Syria blames the violence on "terrorists" seeking to topple Assad and has repeatedly denied access to journalists, making it impossible to verify the reports independently.
The state news agency SANA said "armed terrorists" killed five people in ambushes around the country on Saturday, and kidnapped a parliamentary candidate from the north. An army colonel was also kidnapped in the central city of Hama.
Ban said in a statement that the Syrian government had the prime responsibility to stop the violence and withdraw its forces from urban areas.
France's foreign ministry, while welcoming the U.N. vote, said it was now up to Syria to respect its commitments by withdrawing troops and heavy arms from populated areas.
"If this is not the case, it will be the responsibility of all the Security Council members to reflect on the measure that should be taken," it said in a statement.
VIOLENCE AND DIPLOMACY
In the resolution, the Security Council condemned the "widespread violations of human rights by the Syrian authorities, as well as any human rights abuses by armed groups".
It said those responsible would be held accountable and called on "all parties, including the opposition, immediately to cease all armed violence in all its forms".
The text included a vague warning to Damascus, saying the council would "assess the implementation of this resolution and to consider further steps as appropriate".
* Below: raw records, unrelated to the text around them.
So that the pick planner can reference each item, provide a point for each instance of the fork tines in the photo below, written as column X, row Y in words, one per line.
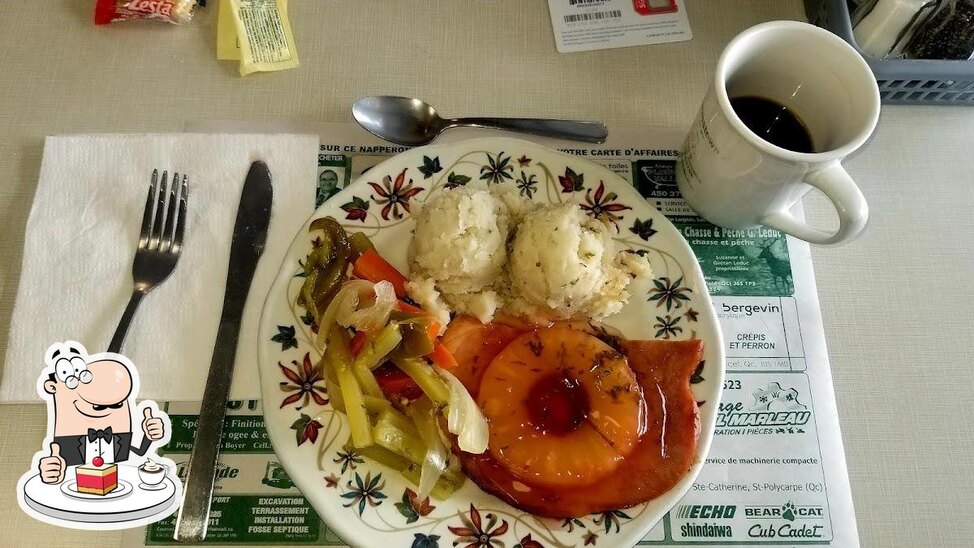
column 163, row 222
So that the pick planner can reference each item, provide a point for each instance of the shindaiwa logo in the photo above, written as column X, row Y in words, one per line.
column 773, row 406
column 810, row 517
column 707, row 511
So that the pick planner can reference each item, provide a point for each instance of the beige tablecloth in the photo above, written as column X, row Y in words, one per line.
column 896, row 303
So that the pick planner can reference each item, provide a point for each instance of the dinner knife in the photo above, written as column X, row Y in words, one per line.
column 249, row 236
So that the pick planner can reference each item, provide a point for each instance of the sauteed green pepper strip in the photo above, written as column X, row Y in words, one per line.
column 325, row 267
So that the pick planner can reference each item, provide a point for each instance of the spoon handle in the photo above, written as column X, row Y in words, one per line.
column 589, row 132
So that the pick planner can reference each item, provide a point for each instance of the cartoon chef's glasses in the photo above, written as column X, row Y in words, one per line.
column 71, row 371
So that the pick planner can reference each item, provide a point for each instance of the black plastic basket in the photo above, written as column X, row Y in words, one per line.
column 901, row 81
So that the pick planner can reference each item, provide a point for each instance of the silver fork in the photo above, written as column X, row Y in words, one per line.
column 160, row 243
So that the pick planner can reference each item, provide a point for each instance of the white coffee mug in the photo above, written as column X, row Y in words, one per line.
column 153, row 477
column 734, row 178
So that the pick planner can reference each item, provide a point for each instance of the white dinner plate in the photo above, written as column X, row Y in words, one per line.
column 368, row 504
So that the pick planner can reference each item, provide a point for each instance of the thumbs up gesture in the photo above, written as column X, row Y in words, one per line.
column 52, row 467
column 152, row 426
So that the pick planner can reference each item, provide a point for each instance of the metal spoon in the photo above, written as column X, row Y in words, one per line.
column 413, row 122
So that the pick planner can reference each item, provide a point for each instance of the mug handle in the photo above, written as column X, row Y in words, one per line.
column 834, row 182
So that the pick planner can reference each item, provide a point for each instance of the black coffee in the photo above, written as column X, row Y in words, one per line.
column 773, row 122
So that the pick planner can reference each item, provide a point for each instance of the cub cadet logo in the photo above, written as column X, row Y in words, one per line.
column 788, row 512
column 773, row 406
column 707, row 511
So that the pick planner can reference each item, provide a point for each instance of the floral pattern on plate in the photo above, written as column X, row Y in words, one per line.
column 367, row 503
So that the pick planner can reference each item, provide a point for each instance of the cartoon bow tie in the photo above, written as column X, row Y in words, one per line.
column 105, row 434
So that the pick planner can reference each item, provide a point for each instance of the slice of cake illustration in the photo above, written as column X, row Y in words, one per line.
column 97, row 479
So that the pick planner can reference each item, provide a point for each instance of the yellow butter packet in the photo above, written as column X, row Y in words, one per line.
column 263, row 35
column 227, row 44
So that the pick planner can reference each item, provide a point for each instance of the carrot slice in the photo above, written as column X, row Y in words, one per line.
column 433, row 331
column 372, row 267
column 442, row 357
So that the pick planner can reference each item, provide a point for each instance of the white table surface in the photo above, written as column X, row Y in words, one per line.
column 896, row 303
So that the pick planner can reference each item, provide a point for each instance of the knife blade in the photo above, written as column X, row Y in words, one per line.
column 249, row 236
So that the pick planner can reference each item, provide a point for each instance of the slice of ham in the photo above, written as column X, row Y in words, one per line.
column 662, row 457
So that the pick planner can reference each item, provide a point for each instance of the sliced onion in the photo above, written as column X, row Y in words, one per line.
column 464, row 418
column 374, row 317
column 344, row 309
column 435, row 461
column 342, row 305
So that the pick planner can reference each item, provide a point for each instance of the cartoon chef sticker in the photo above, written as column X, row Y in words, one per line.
column 97, row 469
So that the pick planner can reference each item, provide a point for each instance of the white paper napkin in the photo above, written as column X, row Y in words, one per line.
column 82, row 235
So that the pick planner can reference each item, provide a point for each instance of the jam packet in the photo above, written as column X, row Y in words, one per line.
column 177, row 12
column 263, row 35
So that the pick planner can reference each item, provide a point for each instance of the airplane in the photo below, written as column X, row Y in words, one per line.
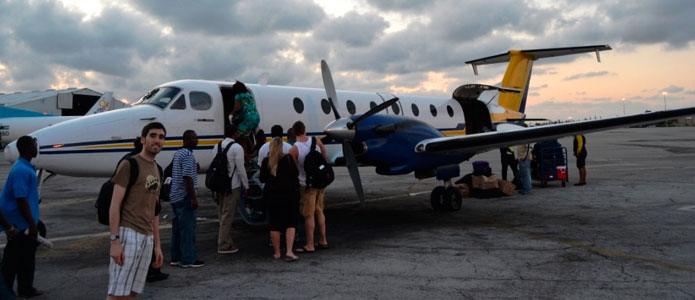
column 397, row 134
column 24, row 122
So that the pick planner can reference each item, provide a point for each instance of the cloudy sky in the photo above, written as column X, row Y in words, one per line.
column 400, row 46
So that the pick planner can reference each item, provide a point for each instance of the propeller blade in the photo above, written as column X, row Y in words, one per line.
column 372, row 111
column 351, row 164
column 330, row 87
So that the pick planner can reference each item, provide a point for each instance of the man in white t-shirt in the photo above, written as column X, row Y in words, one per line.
column 275, row 131
column 227, row 202
column 311, row 199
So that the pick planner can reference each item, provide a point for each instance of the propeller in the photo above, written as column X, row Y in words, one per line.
column 350, row 160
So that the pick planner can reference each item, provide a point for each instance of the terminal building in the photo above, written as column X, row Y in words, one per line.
column 67, row 102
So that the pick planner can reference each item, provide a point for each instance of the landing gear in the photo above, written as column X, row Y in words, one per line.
column 446, row 198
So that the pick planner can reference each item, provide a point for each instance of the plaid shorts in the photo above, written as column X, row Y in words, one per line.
column 131, row 276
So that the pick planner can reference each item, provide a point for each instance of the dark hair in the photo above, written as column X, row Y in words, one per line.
column 260, row 136
column 276, row 131
column 188, row 133
column 25, row 144
column 137, row 146
column 238, row 88
column 299, row 128
column 230, row 130
column 150, row 126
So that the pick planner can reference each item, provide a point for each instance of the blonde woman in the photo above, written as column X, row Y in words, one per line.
column 281, row 194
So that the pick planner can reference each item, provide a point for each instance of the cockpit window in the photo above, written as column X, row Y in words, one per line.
column 200, row 101
column 159, row 96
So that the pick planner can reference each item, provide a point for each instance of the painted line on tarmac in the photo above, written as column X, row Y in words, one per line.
column 104, row 234
column 380, row 199
column 207, row 221
column 597, row 250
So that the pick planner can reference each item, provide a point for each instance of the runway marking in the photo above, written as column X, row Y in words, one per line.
column 688, row 208
column 594, row 249
column 381, row 199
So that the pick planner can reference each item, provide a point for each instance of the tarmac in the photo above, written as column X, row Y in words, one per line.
column 629, row 233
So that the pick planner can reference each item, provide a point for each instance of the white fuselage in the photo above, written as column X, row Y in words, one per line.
column 91, row 145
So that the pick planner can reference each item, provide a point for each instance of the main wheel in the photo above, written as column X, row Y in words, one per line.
column 437, row 198
column 452, row 199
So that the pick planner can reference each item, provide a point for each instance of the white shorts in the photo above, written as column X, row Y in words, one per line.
column 131, row 276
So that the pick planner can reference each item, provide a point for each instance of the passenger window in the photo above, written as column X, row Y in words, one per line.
column 298, row 105
column 180, row 103
column 200, row 101
column 416, row 111
column 351, row 107
column 395, row 108
column 433, row 110
column 325, row 106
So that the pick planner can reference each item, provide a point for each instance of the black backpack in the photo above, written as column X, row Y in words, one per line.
column 103, row 203
column 166, row 182
column 319, row 174
column 217, row 177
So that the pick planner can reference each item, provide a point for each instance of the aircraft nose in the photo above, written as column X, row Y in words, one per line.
column 11, row 152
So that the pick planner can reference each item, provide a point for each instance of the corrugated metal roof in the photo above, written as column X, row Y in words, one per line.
column 19, row 98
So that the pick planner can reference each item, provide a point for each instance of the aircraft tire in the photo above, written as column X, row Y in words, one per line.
column 437, row 198
column 452, row 199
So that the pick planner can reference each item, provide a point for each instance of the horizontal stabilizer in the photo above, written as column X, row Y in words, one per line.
column 482, row 142
column 539, row 53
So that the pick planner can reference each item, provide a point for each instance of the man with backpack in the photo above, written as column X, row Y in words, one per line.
column 133, row 223
column 184, row 203
column 311, row 196
column 20, row 205
column 228, row 196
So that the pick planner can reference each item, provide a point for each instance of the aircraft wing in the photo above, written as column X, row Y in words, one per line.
column 482, row 142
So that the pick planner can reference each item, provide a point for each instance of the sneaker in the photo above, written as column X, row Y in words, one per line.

"The Syrian government must ensure that the monitoring team has freedom of movement and access, and it must not obstruct communication between the monitors and headquarters," said British Foreign Secretary William Hague.
U.S. Ambassador Susan Rice condemned what she said was Damascus's "murderous rampage" over the last year. Asked if the Syrian forces' shelling of Homs on Saturday was a violation of the ceasefire, Rice said: "Absolutely."
The U.N. estimates Assad's forces have killed more than 9,000 people in the uprising. Authorities say foreign-backed militants have killed more than 2,500 soldiers and police.
On Saturday, the state news agency SANA and opposition groups traded blame for gunfire in the second city of Aleppo that activists said killed four and wounded three.
In a video, reportedly filmed in the Hay al-Etha neighborhood, the sound of gunfire and an explosion could be heard as men holding the Syrian revolutionary flag and children scattered from what appeared to be a demonstration.
SANA said: "Armed terrorist groups spread in Hay al-Etha, opened fire randomly and attacked public and private property."
In another video, dozens of people, some with medical masks wrapped around their faces, ran amid the sound of gunshots and two men dragged an injured man along the street.
"We are in a state of war," the camera-bearer shouted before running over to film a young man whose head was dripping with blood.